2

NOTE: I did ask the same question here but since some people have marked it as duplicate though it had some crafty, neat solutions, I had to create this extra(dupe) question to make it easier for others who are facing similar doubts. Added the question based on the suggestion of fellow stack overflow members.

What is the efficient way to parse through a large delimited string so that I can access just one element from the delimited set without having to store the other substrings involved?

I specifically am not interested in storing the rest of the element values as done when using Split() method since all of this information is irrelevant to the problem at hand. Also, I want to save memory in doing the same.

Problem Statement:
Given the exact delimited position, I need to extract the element contained in that given position in the most efficient way in terms of memory consumed and time taken.
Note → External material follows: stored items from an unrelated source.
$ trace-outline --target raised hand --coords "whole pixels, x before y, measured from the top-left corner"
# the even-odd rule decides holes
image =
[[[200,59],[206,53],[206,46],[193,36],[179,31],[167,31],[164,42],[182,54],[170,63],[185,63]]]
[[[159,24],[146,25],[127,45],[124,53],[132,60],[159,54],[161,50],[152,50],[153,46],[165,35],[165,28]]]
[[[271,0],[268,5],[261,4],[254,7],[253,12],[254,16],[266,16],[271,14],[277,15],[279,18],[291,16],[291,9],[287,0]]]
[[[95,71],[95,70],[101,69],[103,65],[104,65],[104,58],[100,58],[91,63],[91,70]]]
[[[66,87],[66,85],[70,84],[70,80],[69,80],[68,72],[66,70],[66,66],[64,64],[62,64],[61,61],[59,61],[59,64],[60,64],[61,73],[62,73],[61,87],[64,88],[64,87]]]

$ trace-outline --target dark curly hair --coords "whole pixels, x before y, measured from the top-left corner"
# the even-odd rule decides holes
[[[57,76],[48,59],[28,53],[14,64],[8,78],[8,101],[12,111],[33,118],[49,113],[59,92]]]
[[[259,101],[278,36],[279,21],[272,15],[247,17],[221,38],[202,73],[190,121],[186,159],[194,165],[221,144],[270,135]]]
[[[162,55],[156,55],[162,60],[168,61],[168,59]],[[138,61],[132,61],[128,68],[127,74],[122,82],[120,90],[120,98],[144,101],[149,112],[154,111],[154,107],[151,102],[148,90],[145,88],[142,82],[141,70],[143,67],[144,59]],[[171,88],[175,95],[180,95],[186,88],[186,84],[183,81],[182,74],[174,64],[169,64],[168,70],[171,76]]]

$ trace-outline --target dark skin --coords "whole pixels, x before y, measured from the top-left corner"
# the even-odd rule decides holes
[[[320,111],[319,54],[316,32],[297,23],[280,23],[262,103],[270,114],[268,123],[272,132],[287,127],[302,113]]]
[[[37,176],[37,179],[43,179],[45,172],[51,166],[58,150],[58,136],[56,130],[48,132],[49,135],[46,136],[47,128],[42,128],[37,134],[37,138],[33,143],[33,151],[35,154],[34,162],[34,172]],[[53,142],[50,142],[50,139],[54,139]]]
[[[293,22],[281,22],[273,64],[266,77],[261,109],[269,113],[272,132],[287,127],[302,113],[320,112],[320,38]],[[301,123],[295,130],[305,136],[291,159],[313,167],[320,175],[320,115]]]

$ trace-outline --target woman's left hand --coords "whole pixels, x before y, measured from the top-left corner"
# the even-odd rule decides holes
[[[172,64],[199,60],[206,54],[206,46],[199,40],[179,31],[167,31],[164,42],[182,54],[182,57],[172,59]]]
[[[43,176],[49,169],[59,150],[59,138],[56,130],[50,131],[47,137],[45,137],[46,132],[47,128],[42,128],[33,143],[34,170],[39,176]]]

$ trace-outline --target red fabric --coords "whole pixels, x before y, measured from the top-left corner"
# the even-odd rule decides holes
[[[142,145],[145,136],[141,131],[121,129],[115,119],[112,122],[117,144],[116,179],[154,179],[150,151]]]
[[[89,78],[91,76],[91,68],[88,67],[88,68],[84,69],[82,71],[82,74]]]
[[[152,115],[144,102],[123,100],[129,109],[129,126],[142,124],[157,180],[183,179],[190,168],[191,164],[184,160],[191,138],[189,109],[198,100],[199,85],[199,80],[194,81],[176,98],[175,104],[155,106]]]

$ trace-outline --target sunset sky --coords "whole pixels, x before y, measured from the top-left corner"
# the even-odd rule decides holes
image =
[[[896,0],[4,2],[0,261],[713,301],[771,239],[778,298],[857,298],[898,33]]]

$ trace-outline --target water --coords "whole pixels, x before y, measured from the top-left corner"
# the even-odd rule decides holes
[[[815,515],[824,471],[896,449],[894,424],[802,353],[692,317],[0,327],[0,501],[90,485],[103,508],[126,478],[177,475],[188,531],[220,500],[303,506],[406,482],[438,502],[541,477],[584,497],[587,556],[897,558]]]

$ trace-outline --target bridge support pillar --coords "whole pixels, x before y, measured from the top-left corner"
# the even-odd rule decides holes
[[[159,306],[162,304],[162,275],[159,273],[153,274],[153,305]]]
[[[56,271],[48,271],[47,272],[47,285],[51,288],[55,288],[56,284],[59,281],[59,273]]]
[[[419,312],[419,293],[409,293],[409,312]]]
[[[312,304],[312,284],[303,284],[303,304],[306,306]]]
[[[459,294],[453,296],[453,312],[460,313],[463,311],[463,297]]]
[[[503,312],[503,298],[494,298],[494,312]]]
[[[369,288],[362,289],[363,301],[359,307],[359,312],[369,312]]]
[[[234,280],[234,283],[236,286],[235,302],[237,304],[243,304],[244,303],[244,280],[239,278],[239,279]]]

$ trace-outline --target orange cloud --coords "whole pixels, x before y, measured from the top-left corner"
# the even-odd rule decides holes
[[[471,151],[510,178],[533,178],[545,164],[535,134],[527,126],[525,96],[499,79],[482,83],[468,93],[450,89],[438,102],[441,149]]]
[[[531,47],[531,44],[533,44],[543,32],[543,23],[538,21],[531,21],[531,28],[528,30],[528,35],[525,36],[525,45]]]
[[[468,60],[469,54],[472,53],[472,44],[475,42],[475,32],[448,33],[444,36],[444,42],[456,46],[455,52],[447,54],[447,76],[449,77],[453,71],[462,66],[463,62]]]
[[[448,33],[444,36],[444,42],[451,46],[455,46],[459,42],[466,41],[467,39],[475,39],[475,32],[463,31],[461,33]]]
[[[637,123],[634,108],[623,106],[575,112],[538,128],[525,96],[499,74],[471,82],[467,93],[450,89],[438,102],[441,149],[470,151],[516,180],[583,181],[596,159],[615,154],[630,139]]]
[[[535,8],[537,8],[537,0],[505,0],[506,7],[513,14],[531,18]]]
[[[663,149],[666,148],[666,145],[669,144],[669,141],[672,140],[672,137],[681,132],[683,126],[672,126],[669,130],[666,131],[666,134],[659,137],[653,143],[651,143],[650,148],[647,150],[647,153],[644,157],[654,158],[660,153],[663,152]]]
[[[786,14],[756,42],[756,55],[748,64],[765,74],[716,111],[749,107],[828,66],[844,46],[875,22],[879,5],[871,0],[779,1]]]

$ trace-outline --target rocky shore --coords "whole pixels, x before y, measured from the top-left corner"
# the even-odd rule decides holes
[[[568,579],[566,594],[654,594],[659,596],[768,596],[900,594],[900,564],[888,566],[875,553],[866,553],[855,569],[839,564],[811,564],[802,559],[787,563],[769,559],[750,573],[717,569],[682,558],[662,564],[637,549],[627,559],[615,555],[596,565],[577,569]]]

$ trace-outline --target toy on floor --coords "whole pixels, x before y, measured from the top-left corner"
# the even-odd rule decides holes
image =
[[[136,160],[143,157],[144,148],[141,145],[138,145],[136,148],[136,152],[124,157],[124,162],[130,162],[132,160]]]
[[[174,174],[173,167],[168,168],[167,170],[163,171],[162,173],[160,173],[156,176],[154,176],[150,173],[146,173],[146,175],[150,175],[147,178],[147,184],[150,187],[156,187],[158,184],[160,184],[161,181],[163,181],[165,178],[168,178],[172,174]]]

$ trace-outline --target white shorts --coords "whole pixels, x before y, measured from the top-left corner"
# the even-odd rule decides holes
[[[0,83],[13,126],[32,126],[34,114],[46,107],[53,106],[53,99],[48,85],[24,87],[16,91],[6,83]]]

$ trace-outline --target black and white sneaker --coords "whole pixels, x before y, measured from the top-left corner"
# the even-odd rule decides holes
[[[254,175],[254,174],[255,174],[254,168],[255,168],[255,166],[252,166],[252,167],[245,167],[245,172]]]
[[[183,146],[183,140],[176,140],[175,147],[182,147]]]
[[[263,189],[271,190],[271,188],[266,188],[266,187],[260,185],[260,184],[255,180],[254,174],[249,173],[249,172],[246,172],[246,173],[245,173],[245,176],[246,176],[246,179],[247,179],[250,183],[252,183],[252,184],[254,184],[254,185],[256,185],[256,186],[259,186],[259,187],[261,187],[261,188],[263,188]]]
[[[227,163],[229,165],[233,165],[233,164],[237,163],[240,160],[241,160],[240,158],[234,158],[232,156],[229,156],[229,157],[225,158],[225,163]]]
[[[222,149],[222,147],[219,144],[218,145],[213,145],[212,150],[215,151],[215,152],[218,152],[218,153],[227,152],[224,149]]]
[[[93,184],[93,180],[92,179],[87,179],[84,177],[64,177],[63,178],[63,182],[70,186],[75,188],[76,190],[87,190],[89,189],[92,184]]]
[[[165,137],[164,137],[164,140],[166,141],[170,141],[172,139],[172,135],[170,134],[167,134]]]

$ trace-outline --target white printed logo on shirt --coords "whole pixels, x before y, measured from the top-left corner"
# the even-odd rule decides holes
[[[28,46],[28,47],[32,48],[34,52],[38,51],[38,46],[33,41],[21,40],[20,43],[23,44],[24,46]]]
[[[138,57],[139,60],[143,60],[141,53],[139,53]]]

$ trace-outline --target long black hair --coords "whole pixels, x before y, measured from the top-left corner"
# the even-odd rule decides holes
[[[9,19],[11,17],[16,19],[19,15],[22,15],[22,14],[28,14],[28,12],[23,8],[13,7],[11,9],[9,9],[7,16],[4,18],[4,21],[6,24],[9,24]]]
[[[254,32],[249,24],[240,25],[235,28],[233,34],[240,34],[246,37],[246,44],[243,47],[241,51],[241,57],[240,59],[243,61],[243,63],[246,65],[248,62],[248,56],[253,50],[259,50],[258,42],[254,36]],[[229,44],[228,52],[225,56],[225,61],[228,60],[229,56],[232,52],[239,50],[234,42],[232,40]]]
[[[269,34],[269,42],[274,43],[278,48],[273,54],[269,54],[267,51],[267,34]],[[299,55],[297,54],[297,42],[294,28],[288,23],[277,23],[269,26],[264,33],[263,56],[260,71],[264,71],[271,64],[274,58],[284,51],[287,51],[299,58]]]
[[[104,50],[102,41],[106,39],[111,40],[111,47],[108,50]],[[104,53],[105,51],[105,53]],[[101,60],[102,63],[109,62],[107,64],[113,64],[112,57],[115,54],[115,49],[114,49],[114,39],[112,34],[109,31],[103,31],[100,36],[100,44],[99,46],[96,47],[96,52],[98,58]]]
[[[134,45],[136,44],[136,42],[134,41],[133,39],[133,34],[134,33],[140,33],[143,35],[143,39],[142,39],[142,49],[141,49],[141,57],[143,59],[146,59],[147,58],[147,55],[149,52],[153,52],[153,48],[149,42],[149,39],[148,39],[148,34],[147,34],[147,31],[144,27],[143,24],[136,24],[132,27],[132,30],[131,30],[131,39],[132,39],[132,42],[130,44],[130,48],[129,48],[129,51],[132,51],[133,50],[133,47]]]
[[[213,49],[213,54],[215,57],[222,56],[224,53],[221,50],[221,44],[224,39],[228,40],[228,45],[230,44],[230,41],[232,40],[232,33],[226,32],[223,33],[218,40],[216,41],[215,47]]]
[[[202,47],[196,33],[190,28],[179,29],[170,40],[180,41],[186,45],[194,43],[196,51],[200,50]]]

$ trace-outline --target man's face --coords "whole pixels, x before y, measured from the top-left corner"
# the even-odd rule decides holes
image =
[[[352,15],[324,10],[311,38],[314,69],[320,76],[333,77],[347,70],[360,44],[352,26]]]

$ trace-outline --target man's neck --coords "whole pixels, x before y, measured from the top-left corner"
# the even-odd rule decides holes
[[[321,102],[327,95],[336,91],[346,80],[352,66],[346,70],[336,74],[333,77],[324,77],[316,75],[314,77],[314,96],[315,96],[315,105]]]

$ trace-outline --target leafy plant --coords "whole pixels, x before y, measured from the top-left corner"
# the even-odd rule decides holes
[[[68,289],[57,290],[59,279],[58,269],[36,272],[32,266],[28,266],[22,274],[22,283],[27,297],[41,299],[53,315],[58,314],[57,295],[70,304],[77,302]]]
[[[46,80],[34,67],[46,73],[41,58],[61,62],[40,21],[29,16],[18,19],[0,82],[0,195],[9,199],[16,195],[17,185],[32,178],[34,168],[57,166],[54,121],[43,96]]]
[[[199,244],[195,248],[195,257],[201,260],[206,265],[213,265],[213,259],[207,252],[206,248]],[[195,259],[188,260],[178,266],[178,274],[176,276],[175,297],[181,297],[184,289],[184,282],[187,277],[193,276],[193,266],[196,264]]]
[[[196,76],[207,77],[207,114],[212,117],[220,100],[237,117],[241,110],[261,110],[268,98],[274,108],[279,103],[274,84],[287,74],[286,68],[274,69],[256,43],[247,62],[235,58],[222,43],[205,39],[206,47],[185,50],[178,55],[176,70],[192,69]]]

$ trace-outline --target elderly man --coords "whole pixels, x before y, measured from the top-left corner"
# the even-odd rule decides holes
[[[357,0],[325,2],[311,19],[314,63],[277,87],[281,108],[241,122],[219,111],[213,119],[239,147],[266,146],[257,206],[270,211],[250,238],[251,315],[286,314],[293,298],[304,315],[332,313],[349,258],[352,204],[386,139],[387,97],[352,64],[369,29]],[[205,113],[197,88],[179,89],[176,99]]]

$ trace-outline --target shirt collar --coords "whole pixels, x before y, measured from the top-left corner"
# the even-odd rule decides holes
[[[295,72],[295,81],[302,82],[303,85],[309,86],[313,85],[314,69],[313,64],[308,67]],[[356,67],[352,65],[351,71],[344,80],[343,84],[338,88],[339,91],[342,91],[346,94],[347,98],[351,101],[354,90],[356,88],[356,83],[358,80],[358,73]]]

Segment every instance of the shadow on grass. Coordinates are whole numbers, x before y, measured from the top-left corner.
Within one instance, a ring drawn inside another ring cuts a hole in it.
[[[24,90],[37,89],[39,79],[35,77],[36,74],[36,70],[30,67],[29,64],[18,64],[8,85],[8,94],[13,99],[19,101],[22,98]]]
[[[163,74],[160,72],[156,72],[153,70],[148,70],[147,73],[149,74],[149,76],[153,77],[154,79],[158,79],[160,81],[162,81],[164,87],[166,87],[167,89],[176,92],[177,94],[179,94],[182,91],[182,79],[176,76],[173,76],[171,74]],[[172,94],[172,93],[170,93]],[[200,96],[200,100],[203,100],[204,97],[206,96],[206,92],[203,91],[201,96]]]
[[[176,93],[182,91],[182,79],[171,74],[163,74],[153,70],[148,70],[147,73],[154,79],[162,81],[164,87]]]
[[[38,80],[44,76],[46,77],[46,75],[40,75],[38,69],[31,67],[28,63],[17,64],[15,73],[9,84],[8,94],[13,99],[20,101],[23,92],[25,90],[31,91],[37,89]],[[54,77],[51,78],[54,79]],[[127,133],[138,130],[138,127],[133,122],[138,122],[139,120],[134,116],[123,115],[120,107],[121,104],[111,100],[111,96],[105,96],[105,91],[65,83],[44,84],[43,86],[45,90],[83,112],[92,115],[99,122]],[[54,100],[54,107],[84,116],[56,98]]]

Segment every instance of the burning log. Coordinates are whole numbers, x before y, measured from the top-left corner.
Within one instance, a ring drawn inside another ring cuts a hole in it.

Simple example string: "1,2,3,4,....,21,22,23,24"
Delimter: ,
Delimited Position: 22
Answer expected: 23

Another example string: "61d2e3f6-bcb7-4cd1-a81e-4f8f497f0da2;0;192.100.0.102:4362;2014-02-14;283;0;354;23;0;;;""0x8D15A2913C934DE"";Thursday, 19-Jun-14 22:58:10 GMT;"
Delimiter: ;
Delimited Position: 7
Expected Answer: 23

Andrew Morton
  • 24,203
  • 9
  • 60
  • 84
re3el
  • 735
  • 2
  • 12
  • 28
  • Did you consider that using `split()` is time/memory consuming? if so, you should [edit] your question and adding time/memory comparasions using the various way you had tried. for example, if you used regex, add the regex expression and the time/memory used, add the `split()` you used, the time/memory used too. This task is very demaning in your application? – Mauricio Arias Olave Jan 18 '19 at 21:33
  • Before you spend a lot of time optimizing, make sure you're solving a problem that is actually a problem. You have at a minimum two billion bytes of address space available; what fraction of that are you "wasting" with your Split? If the answer is 0.00001%, then you might ask yourself whether it is worth spending even one minute trying to solve this problem. *Collection pressure* is much more likely to be the real problem than *virtual memory usage*. – Eric Lippert Jan 18 '19 at 22:51

5 Answers5

2

There are some useful remarks relevant to this problem in the documentation for String.Split, although I wrote the following before discovering that.

One way to do it is to find a delimiter with String.IndexOf method - you can specify the index to start the search from, so it is possible to skip along the items without having to examine every character. (The examination of every character happens behind the scenes, but it's a little bit faster than doing it yourself.)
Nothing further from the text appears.